We supported protesters of South African apartheid and led rallies against bans on coed visitation in residence halls. We weren't timid then, and we aren't timid now.

You've been warned because we make mistakes. Big, bold, embarrassing mistakes that have alienated parts of the campus and nearly brought us major lawsuits. Like the time a Maneater reporter relied on false rumors from an anonymous source accusing MSA presidential candidate Josh Reed of thefts in Laws Hall in 1999. A long retraction and serious threats of libel lawsuits humbled the entire Maneater staff and forced it to toughen its scruples.

In 2001, The Maneater met its own Jayson Blair in the form of Michael LaPlaca, who cooked quotes in a Maneater story. Or the time in 2002, when The Maneater failed to cover MU's first black Homecoming king and queen in 17 years made an extremely historic event seem trivial and made The Maneater appear shallow and insensitive. And we still feel the repercussions of our frequently tense relationship with the Greek community.

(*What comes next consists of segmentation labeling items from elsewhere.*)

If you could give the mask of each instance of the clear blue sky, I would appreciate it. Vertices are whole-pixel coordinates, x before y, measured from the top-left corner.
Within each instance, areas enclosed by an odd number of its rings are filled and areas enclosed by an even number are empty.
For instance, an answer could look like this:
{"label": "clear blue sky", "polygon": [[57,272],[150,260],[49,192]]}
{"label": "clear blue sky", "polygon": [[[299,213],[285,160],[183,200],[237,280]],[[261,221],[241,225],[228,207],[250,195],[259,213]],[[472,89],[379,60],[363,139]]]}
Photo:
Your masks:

A learning newspaper, The Maneater awaits the next 50 years with knowledge from its mistakes as well as its successes. One thing that won't change is our continual effort to better represent the student body, the very reason we exist. Our past has show us our sport spots — the future is our chance to fix them.

You've been warned because, while we bend and shape and grow with each passing decade, we'd like to think we're still the same rowdy, audacious, smart-alecky student journalists we were in 1955.